Government efforts have proven largely successful, as shown by the statistics department – poverty rate in Sabah dropped 19.7%, the highest reduction nationwide.

Hardly smooth sailing

Despite making much progress, the road to tackling poverty only gets steeper; there exist vulnerable sections of the population that remain largely unchanged due to several circumstances. For one, East Malaysia is experiencing an influx of foreign workers.

The impact of migrant labour on local economies have been shown to be negative, what with remittance and increased labour market competition versus contribution towards GDP. The natural geography of East Malaysia, mostly comprising forests and mountainous terrain, constricts access to and from rural areas.

This is a major obstacle for connecting rural villages in such areas to the electricity grid.

Education, or the lack of it, presents another obstacle. There exists a substantial academic gap between the rural and urban population, with obvious reasons – lack of educational facilities in rural areas.

And, as more and more of the rural population settle in urban areas for access to such facilities, policies catering to the fluctuating ethnic ratios have to be extensively planned and delicately implemented, so as to avoid fragmentations and turmoil, or risk widening the perceived gap between social groups.

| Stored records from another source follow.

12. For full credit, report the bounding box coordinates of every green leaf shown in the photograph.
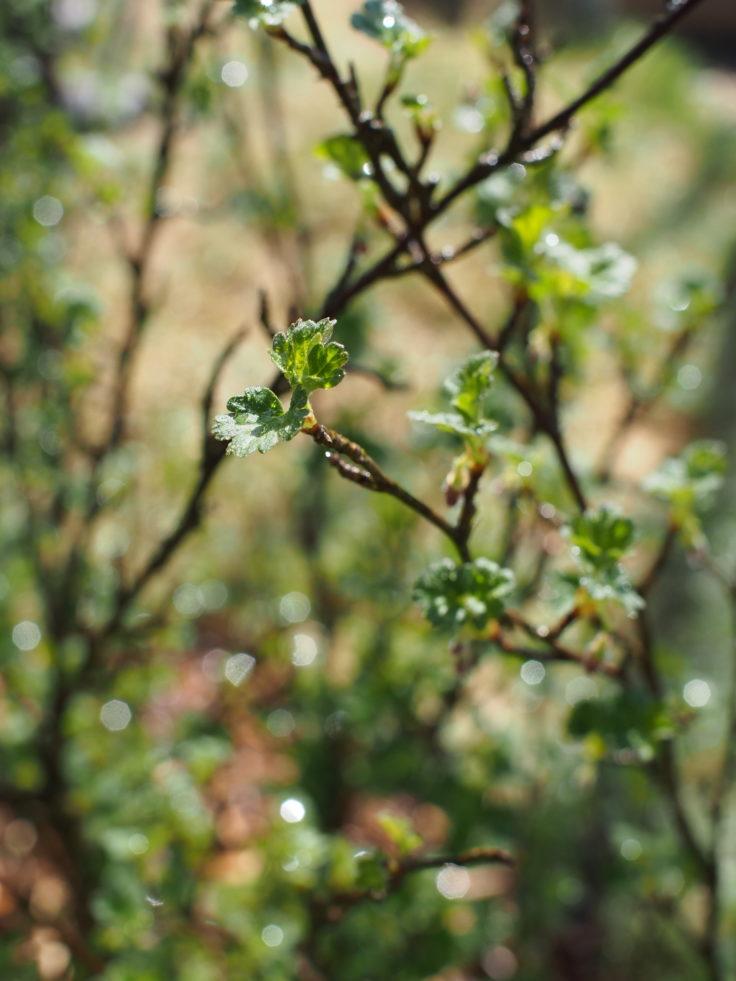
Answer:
[539,236,636,303]
[414,558,514,630]
[212,388,309,456]
[234,0,301,30]
[315,133,372,181]
[644,440,726,507]
[567,690,673,759]
[409,351,498,442]
[488,0,521,47]
[376,811,422,855]
[350,0,430,60]
[409,412,498,439]
[568,506,634,569]
[657,272,723,330]
[644,440,726,546]
[445,351,498,422]
[271,319,348,394]
[567,506,644,617]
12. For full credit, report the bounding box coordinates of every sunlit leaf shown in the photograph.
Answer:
[414,558,514,630]
[271,319,348,394]
[212,388,309,456]
[350,0,430,59]
[234,0,301,29]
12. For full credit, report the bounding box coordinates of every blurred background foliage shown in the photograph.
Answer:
[0,0,736,981]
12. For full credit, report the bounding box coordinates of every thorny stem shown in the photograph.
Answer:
[304,423,469,561]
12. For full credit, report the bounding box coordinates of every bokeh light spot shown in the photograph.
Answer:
[279,592,312,623]
[291,634,319,668]
[33,194,64,228]
[435,865,470,899]
[100,698,133,732]
[225,653,256,688]
[519,661,547,685]
[682,678,711,708]
[279,797,307,824]
[261,923,284,947]
[12,620,41,651]
[220,61,249,89]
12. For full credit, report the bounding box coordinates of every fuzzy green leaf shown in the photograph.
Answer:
[409,351,498,442]
[271,320,348,394]
[212,388,309,456]
[644,440,726,547]
[568,506,634,569]
[644,440,726,507]
[567,506,644,616]
[414,558,514,630]
[350,0,430,59]
[409,412,498,439]
[567,691,673,759]
[445,351,498,423]
[234,0,301,30]
[315,133,371,181]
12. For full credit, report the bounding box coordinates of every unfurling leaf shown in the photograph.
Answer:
[644,440,726,547]
[350,0,430,60]
[315,133,371,181]
[568,506,634,569]
[567,691,674,760]
[409,351,498,443]
[414,558,514,630]
[234,0,301,29]
[212,388,309,456]
[644,440,726,507]
[567,507,644,617]
[271,320,348,394]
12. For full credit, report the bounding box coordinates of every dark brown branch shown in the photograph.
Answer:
[433,0,703,215]
[304,423,465,559]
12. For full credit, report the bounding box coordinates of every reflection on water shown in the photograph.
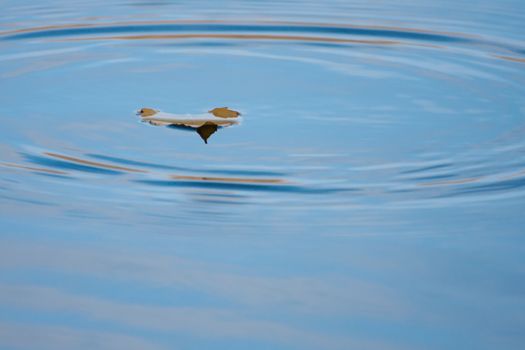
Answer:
[0,0,525,350]
[138,107,241,144]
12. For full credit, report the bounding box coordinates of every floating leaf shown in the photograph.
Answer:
[208,107,241,118]
[139,107,158,117]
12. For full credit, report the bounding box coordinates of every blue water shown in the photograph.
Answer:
[0,0,525,350]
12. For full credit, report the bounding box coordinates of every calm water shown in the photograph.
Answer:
[0,0,525,350]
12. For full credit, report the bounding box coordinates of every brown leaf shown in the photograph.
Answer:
[208,107,241,118]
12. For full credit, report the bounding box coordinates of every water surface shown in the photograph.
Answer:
[0,0,525,349]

Another issue that stem from this is that the convergence of foreign workers with migration of rural folk to urban areas somewhat alter increase poverty rates, giving off an unrealistic view of the situation, something opposition parties have taken advantage of, for political mileage.

Working forward

As per the latest budget, the finance ministry, in its 2013/2014 Economic Report, stated that RM4.5 billion was allocated for the development of rural infrastructure projects, of which RM1.2 billion was meant for building and upgrading rural and village-link roads.

RM130 million have been allocated to subsidise rural air transport, RM331 million to continue price uniformity programmes and subsidies, RM30 million and 60 Kedai Rakyat 1Malaysia (KR1M) to reduce prices of daily necessities and high-speed broadband access for East Malaysians.

The list is extensive. Other aspects being tackled by poverty eradication programmes include housing, micro credit, and rural electrification.

To cater to geographical and community issues, one of the thrusts of the Tenth Malaysia plan is to focus on inclusive growth and provide equal opportunities to all Malaysians.

There has been much debate on the Malaysia poverty measurement system that it is inaccurate, and that poverty in East Malaysia, or for the whole of Malaysia for that matter, would rage on. Only time will prove who’s right.

Meanwhile, anyone can do their part – there’s no shortage of volunteer programmes to help out our fellow Malaysians over on the East side.